Der zweite Timotheusbrief – Vers für Vers: Gottes Wort für dich.
Ich brauche eine Auszeit. Deshalb bekommt ihr in den nächsten Wochen eine ganz neue Reihe von mir zum zweiten Timotheusbrief.
Mein Name ist Jürgen Fischer. Ich wünsche euch beim Zuhören Gottes Segen und viele hilfreiche geistliche Impulse für euer Leben.
Du brauchst eine Methode, die funktioniert, damit das, was du hörst, in deinem Leben ankommt. Das ist wichtig, weil das Leben einfach mit unglaublichen Herausforderungen verbunden ist.
Paulus’ Einsamkeit und die Abwendung der Freunde
Wir machen hier weiter mit 2. Timotheus 1,15. Dort heißt es: „Du weißt, dass alle, die in Asien sind, sich von mir abgewandt haben.“
Jetzt folgt also eine Liste von Menschen. Paulus sagt hier, dass er im Gefängnis sitzt und Timotheus weiß, dass alle, die in der Provinz Asien leben – die Hauptstadt ist Ephesus – sich von ihm abgewandt haben.

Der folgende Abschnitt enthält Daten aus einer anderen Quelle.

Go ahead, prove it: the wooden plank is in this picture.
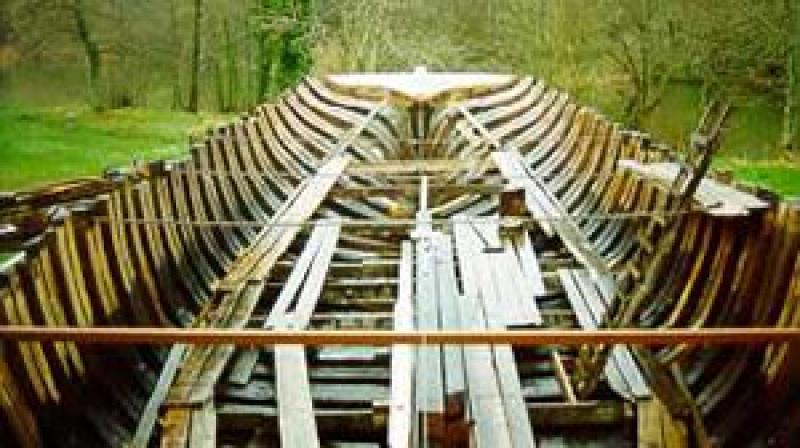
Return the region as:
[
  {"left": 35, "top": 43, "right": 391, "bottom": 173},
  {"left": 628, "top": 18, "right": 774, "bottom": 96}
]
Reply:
[
  {"left": 188, "top": 401, "right": 217, "bottom": 448},
  {"left": 275, "top": 345, "right": 320, "bottom": 448},
  {"left": 131, "top": 344, "right": 186, "bottom": 448},
  {"left": 387, "top": 241, "right": 416, "bottom": 448},
  {"left": 617, "top": 160, "right": 769, "bottom": 216},
  {"left": 434, "top": 233, "right": 466, "bottom": 419},
  {"left": 267, "top": 222, "right": 341, "bottom": 448},
  {"left": 558, "top": 269, "right": 651, "bottom": 400},
  {"left": 492, "top": 150, "right": 615, "bottom": 298},
  {"left": 452, "top": 220, "right": 512, "bottom": 448},
  {"left": 414, "top": 214, "right": 444, "bottom": 419},
  {"left": 229, "top": 226, "right": 325, "bottom": 384}
]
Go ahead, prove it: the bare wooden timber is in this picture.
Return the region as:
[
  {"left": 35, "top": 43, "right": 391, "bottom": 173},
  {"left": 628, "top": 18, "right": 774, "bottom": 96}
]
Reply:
[{"left": 0, "top": 70, "right": 800, "bottom": 447}]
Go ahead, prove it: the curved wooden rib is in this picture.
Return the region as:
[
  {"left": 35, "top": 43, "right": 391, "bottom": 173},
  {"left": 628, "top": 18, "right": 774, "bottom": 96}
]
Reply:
[{"left": 0, "top": 75, "right": 800, "bottom": 447}]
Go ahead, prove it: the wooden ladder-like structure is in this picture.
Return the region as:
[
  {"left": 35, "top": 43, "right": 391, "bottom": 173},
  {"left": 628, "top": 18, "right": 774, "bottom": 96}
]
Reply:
[{"left": 0, "top": 72, "right": 800, "bottom": 447}]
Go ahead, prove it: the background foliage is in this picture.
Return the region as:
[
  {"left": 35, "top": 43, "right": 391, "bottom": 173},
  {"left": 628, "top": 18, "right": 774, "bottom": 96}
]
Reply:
[{"left": 0, "top": 0, "right": 800, "bottom": 193}]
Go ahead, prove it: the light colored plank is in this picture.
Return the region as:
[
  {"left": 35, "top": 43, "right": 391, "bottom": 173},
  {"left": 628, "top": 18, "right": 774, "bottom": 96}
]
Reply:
[{"left": 388, "top": 241, "right": 415, "bottom": 448}]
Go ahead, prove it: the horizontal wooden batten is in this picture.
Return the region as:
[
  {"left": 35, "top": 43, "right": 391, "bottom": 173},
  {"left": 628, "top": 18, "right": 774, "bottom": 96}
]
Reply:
[{"left": 0, "top": 325, "right": 800, "bottom": 346}]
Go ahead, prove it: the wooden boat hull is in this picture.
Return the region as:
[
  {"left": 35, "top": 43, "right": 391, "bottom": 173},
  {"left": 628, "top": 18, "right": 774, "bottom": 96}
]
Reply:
[{"left": 0, "top": 73, "right": 800, "bottom": 446}]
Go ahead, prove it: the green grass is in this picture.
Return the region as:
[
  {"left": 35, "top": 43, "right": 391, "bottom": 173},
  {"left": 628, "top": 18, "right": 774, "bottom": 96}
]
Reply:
[
  {"left": 0, "top": 105, "right": 229, "bottom": 190},
  {"left": 0, "top": 84, "right": 800, "bottom": 197},
  {"left": 632, "top": 84, "right": 800, "bottom": 197}
]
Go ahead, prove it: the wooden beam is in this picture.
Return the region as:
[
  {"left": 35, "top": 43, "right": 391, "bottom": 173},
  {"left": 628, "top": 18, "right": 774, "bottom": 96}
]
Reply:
[
  {"left": 0, "top": 325, "right": 800, "bottom": 347},
  {"left": 388, "top": 241, "right": 415, "bottom": 448},
  {"left": 345, "top": 159, "right": 475, "bottom": 174}
]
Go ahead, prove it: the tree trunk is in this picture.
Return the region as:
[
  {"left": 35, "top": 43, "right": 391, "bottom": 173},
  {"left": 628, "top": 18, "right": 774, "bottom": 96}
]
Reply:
[
  {"left": 169, "top": 0, "right": 183, "bottom": 110},
  {"left": 187, "top": 0, "right": 203, "bottom": 112},
  {"left": 781, "top": 0, "right": 800, "bottom": 151},
  {"left": 72, "top": 0, "right": 101, "bottom": 109}
]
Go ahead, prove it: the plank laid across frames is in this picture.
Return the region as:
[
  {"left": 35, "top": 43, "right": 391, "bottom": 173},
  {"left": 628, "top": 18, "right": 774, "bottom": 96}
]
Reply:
[
  {"left": 162, "top": 156, "right": 348, "bottom": 447},
  {"left": 0, "top": 73, "right": 800, "bottom": 448},
  {"left": 0, "top": 325, "right": 800, "bottom": 347}
]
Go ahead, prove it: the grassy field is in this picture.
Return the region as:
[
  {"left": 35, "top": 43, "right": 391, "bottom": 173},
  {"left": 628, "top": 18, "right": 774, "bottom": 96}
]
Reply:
[
  {"left": 0, "top": 85, "right": 800, "bottom": 196},
  {"left": 0, "top": 105, "right": 227, "bottom": 190}
]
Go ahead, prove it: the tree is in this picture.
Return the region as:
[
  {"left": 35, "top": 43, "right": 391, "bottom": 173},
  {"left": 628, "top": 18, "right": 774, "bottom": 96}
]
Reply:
[
  {"left": 606, "top": 0, "right": 676, "bottom": 126},
  {"left": 782, "top": 0, "right": 800, "bottom": 151},
  {"left": 69, "top": 0, "right": 101, "bottom": 108},
  {"left": 187, "top": 0, "right": 203, "bottom": 112}
]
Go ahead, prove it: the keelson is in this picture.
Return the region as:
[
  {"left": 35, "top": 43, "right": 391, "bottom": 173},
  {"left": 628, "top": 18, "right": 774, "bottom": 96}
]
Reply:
[{"left": 0, "top": 71, "right": 800, "bottom": 448}]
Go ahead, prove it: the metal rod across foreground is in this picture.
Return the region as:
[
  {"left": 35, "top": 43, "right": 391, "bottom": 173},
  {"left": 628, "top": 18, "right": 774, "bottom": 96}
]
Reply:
[{"left": 0, "top": 325, "right": 800, "bottom": 346}]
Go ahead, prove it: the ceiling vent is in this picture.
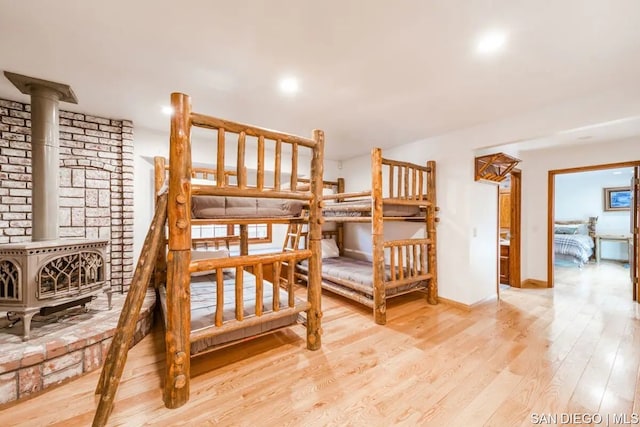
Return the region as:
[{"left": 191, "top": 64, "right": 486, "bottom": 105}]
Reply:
[{"left": 475, "top": 153, "right": 520, "bottom": 182}]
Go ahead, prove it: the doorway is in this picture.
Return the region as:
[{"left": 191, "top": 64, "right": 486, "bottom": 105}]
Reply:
[
  {"left": 547, "top": 161, "right": 640, "bottom": 301},
  {"left": 498, "top": 169, "right": 522, "bottom": 295}
]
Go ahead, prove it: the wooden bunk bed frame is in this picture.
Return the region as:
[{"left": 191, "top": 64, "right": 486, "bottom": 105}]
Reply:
[
  {"left": 156, "top": 93, "right": 324, "bottom": 408},
  {"left": 298, "top": 148, "right": 439, "bottom": 325}
]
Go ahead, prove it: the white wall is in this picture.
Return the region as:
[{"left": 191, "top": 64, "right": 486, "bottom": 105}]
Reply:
[
  {"left": 520, "top": 138, "right": 640, "bottom": 281},
  {"left": 133, "top": 128, "right": 338, "bottom": 259},
  {"left": 342, "top": 90, "right": 640, "bottom": 304}
]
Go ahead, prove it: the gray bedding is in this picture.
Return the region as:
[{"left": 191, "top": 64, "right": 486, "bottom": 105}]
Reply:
[
  {"left": 191, "top": 196, "right": 304, "bottom": 219},
  {"left": 300, "top": 257, "right": 424, "bottom": 296},
  {"left": 553, "top": 234, "right": 594, "bottom": 267},
  {"left": 322, "top": 199, "right": 421, "bottom": 217},
  {"left": 191, "top": 271, "right": 297, "bottom": 354}
]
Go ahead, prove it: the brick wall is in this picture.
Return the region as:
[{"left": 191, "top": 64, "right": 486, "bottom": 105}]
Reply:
[{"left": 0, "top": 99, "right": 133, "bottom": 291}]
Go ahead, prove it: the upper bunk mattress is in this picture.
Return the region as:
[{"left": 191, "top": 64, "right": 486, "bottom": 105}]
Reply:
[
  {"left": 322, "top": 199, "right": 422, "bottom": 217},
  {"left": 191, "top": 196, "right": 305, "bottom": 219},
  {"left": 182, "top": 271, "right": 303, "bottom": 354}
]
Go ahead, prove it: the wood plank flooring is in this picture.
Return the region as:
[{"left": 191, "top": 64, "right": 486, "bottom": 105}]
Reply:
[{"left": 0, "top": 263, "right": 640, "bottom": 426}]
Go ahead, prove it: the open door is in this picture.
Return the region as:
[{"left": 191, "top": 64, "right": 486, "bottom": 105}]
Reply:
[{"left": 629, "top": 166, "right": 640, "bottom": 301}]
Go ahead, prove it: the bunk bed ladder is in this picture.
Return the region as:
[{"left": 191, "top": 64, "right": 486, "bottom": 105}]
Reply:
[
  {"left": 281, "top": 210, "right": 309, "bottom": 284},
  {"left": 93, "top": 193, "right": 168, "bottom": 427}
]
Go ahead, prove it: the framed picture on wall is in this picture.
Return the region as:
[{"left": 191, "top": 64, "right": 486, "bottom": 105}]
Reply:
[{"left": 603, "top": 187, "right": 631, "bottom": 212}]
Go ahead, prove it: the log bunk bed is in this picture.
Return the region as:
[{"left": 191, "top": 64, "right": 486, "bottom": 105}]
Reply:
[
  {"left": 297, "top": 148, "right": 438, "bottom": 325},
  {"left": 155, "top": 93, "right": 324, "bottom": 408}
]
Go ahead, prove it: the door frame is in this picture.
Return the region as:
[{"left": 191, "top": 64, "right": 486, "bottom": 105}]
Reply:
[
  {"left": 547, "top": 160, "right": 640, "bottom": 290},
  {"left": 496, "top": 169, "right": 522, "bottom": 297}
]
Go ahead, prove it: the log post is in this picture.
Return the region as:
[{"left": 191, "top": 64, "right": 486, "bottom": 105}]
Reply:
[
  {"left": 163, "top": 93, "right": 191, "bottom": 408},
  {"left": 93, "top": 194, "right": 167, "bottom": 427},
  {"left": 153, "top": 156, "right": 167, "bottom": 289},
  {"left": 371, "top": 148, "right": 384, "bottom": 325},
  {"left": 240, "top": 224, "right": 249, "bottom": 255},
  {"left": 306, "top": 129, "right": 324, "bottom": 350},
  {"left": 425, "top": 160, "right": 438, "bottom": 304},
  {"left": 336, "top": 178, "right": 345, "bottom": 256}
]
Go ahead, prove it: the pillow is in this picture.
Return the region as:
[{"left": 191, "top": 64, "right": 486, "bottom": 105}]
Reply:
[
  {"left": 553, "top": 225, "right": 578, "bottom": 234},
  {"left": 191, "top": 178, "right": 216, "bottom": 185},
  {"left": 191, "top": 249, "right": 231, "bottom": 276},
  {"left": 322, "top": 187, "right": 336, "bottom": 196},
  {"left": 320, "top": 239, "right": 340, "bottom": 258}
]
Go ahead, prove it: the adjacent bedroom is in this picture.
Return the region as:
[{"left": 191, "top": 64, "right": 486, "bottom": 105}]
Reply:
[{"left": 553, "top": 167, "right": 633, "bottom": 296}]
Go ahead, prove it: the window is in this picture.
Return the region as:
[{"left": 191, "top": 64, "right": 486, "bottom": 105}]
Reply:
[{"left": 191, "top": 224, "right": 271, "bottom": 246}]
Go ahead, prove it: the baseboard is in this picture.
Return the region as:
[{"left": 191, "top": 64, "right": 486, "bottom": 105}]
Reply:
[
  {"left": 438, "top": 296, "right": 471, "bottom": 311},
  {"left": 522, "top": 279, "right": 549, "bottom": 288},
  {"left": 438, "top": 295, "right": 498, "bottom": 311}
]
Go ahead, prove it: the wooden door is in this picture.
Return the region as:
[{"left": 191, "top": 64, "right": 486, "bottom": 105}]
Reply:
[
  {"left": 629, "top": 166, "right": 640, "bottom": 301},
  {"left": 499, "top": 190, "right": 511, "bottom": 229}
]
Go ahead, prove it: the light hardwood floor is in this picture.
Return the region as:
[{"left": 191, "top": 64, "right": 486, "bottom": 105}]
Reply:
[{"left": 0, "top": 263, "right": 640, "bottom": 426}]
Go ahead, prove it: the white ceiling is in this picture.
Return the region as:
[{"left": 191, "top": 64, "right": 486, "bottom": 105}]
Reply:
[{"left": 0, "top": 0, "right": 640, "bottom": 160}]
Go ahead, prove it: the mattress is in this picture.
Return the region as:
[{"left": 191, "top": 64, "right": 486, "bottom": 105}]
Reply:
[
  {"left": 322, "top": 199, "right": 422, "bottom": 217},
  {"left": 553, "top": 234, "right": 594, "bottom": 266},
  {"left": 191, "top": 196, "right": 305, "bottom": 219},
  {"left": 299, "top": 257, "right": 424, "bottom": 298},
  {"left": 186, "top": 271, "right": 300, "bottom": 354}
]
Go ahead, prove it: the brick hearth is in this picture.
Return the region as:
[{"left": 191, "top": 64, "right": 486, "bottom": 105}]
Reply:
[{"left": 0, "top": 290, "right": 155, "bottom": 409}]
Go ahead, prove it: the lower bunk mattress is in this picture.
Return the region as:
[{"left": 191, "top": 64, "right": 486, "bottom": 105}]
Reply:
[
  {"left": 299, "top": 256, "right": 427, "bottom": 300},
  {"left": 162, "top": 271, "right": 304, "bottom": 355},
  {"left": 322, "top": 198, "right": 424, "bottom": 217}
]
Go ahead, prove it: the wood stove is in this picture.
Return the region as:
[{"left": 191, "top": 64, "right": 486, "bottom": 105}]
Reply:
[{"left": 0, "top": 71, "right": 110, "bottom": 340}]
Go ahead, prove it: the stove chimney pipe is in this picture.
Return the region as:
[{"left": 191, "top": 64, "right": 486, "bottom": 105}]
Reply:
[{"left": 4, "top": 71, "right": 78, "bottom": 242}]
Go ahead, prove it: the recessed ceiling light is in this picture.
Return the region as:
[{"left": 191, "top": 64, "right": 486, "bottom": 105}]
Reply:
[
  {"left": 278, "top": 76, "right": 300, "bottom": 95},
  {"left": 476, "top": 30, "right": 507, "bottom": 55}
]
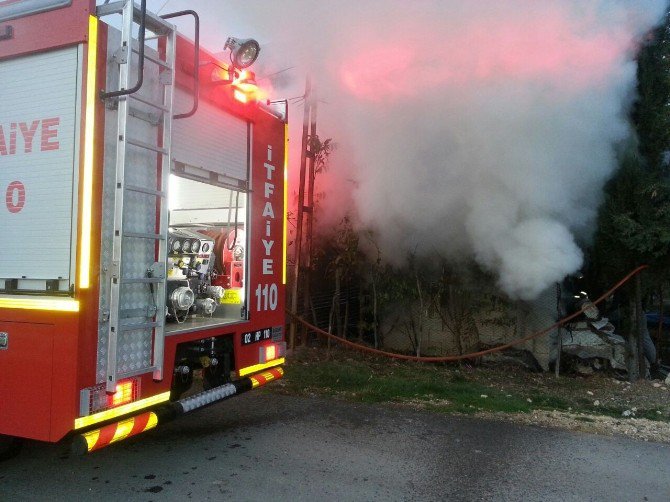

Timotheus, du weißt, dass alle, die in Asien sind, sich von mir abgewandt haben. Dabei ist „alle“ nicht mathematisch zu verstehen. Paulus sitzt im Gefängnis und ist einfach nur frustriert. „Alle“ meint hier alle, auf die es ihm ankommt, von denen er es nicht erwartet hätte. Er dachte, das seien seine Freunde, doch sie sind weg. Unter ihnen sind Phygelus und Hermogenes.
Ja, es gibt auch andere. Zum Beispiel Onisiphorus. „Der Herr gebe dem Haus des Onisiphorus Barmherzigkeit, denn er hat mich oft erquickt und sich meiner Ketten nicht geschämt.“
Die einen sind weg, die anderen sind da. Und Onisiphorus ist besonders klasse.
Onisiphorus als Vorbild treuen Dienstes
Vers 17: Als Paulus in Rom war, suchte Onisiphorus ihn eifrig und fand ihn.
Dies ist der einzige Vers, aus dem wir wissen, dass Paulus sich gerade in Rom befindet, dort in Gefangenschaft. Onisiphorus scheint extra nach Rom gereist zu sein, um sich um Paulus zu kümmern.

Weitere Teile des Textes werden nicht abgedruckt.